During the interview, al-Maliki said that other top officials would face prosecution for ties to insurgents -- including members of parliament.
Al-Maliki did not elaborate on the US-Iraqi coordination but said Iraqi judicial authorities were reviewing case files to decide which to refer to an Iraqi investigative judge.
Al-Maliki said he was encouraged by the Iraqi public's response to the new Baghdad security operation -- which has led to a sharp drop in violence.
The prime minister did not say how many politicians and officials might be targeted for formal investigation, an Iraqi legal step that corresponds to a grand jury probe.
But five senior Iraqis -- two of them generals and three from Shiite and Sunni parties -- have said that up to 100 prominent figures could face legal proceedings.

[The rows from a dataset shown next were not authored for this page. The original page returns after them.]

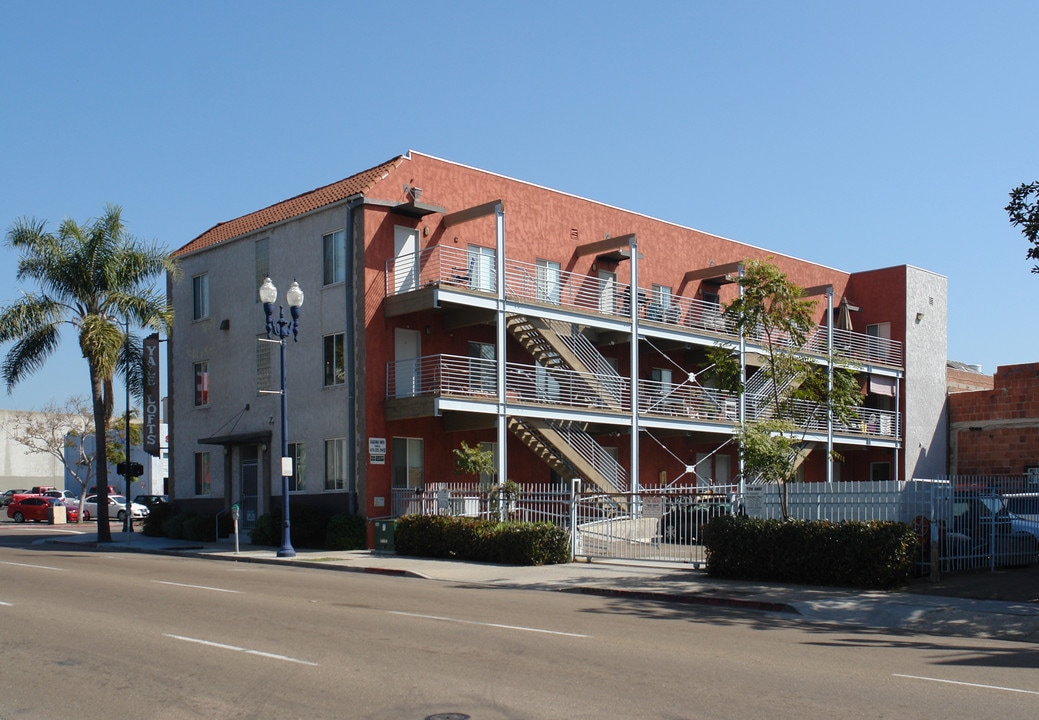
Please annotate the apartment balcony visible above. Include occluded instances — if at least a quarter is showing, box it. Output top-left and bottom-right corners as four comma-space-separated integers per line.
385, 245, 905, 372
385, 354, 901, 445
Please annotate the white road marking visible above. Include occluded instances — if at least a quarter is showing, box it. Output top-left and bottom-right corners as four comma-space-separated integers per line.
0, 560, 65, 572
152, 580, 242, 595
163, 633, 318, 667
388, 610, 591, 638
893, 672, 1039, 695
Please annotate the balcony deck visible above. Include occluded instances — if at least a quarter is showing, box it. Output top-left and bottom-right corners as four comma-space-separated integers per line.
385, 246, 905, 374
385, 354, 901, 446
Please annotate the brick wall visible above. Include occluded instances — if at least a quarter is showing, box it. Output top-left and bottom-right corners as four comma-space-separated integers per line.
949, 363, 1039, 475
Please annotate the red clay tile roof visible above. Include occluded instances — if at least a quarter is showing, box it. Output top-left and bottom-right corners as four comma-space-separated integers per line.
174, 155, 404, 256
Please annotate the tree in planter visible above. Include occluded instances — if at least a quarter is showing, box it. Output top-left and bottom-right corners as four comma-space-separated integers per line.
452, 441, 496, 479
453, 441, 520, 518
1004, 182, 1039, 273
0, 205, 180, 542
709, 260, 862, 517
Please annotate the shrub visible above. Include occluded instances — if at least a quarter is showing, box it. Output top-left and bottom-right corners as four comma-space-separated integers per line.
394, 515, 570, 565
703, 516, 916, 588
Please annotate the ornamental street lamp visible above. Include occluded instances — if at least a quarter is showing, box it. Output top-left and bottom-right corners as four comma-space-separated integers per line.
260, 277, 303, 558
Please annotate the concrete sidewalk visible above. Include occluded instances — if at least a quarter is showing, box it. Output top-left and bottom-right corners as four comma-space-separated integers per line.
48, 533, 1039, 642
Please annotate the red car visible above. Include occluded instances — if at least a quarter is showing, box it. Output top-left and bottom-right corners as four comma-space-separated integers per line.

The five spoke on condition of anonymity.
The US hopes the upcoming Baghdad conference will encourage Syria and other Arab countries -- most of them Sunni-led -- to increase their support for Iraqi's leadership.
"In fact the importance of the upcoming conference lies in the fact that the Iraqi government has the ability to serve as a proper venue for solving conflicts," al-Maliki said.
"So we will exert the utmost effort to find solutions to all pending questions, either among regional countries themselves or between them and Iraq, or between them and powers such as the US and Britain and the international community," he said.